Albert Raboteau

Raboteau is a professor of religion at Princeton University and an expert on the history of religion in America. His lecture will focus on the legacy of theologian and religious scholar Howard Thurman, who demonstrated how the Gospel may be read as a manual of resistance for the poor and disenfranchised in his treatise Jesus and the Disinherited. Raboteau is the author of the books Slave Religion: The 'Invisible Institution' in the Antebellum South, which was awarded the National Religious Book Award, and A Fire in the Bones: Reflections on African-American Religious History. He has been a professor at Princeton since 1982. From 1992-1993, he served as dean of Princeton's Graduate School.

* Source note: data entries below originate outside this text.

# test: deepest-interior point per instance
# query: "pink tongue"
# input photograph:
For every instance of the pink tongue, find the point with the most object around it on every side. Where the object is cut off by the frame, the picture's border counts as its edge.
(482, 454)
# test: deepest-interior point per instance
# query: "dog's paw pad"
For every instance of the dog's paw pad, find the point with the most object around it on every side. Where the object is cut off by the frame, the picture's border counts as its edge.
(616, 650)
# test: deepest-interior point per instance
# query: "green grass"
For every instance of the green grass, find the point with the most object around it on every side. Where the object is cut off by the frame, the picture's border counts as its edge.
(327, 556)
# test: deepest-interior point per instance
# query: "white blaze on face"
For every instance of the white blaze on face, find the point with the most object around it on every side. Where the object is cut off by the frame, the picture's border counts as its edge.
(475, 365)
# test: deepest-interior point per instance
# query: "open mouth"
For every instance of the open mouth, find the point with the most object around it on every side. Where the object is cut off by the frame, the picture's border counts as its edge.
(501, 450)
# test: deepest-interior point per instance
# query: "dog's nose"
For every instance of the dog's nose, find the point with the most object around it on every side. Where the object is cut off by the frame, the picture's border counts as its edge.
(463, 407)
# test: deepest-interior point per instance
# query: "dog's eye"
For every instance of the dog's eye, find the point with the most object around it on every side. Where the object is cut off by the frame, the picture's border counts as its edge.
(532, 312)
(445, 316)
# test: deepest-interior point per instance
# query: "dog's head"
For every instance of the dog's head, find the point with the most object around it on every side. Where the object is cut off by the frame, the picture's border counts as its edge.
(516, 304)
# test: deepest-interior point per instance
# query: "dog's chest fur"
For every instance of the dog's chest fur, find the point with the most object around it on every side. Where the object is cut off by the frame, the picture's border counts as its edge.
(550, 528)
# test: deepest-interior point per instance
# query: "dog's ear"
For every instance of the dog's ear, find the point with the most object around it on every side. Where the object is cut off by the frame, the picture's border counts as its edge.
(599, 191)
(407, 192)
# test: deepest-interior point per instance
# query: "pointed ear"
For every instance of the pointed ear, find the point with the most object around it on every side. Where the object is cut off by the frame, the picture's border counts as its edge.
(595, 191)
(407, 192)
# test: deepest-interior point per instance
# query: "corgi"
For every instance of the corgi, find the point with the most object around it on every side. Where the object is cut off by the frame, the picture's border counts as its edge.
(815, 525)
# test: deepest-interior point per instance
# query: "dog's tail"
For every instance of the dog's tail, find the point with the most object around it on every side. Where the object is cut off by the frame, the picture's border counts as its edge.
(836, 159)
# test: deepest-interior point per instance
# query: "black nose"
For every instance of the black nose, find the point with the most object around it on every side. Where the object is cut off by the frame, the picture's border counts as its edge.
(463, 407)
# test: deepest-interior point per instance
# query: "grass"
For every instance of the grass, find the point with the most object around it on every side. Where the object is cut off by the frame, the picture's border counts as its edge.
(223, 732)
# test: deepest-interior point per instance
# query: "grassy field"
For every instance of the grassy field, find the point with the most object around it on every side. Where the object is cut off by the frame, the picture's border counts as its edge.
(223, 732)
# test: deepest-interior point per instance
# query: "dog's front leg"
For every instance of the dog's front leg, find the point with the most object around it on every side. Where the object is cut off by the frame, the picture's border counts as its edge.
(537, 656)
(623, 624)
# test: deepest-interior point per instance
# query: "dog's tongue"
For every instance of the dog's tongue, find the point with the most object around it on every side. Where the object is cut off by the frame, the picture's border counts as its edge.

He taught at the University of California at Berkeley from 1977-1982, the Harvard Divinity School in 1974 and Yale University from 1973-1975. Raboteau is a member of the American Academy of Religion, the American Historical Association and the American Studies Association. He also has served on the Executive Committee of the Humanities Council and Program in Humanisitic Studies and on the Board of Directors for the Executive Committee of the Association for Religion and Intellectual Life.

Raboteau earned his bachelor's degree in English from Loyola University in 1964. He holds master's degrees in English from the University of California at Berkeley, in theology from Marquette University, and in philosophy from Yale. He received his doctorate in religious studies from Yale University in 1974.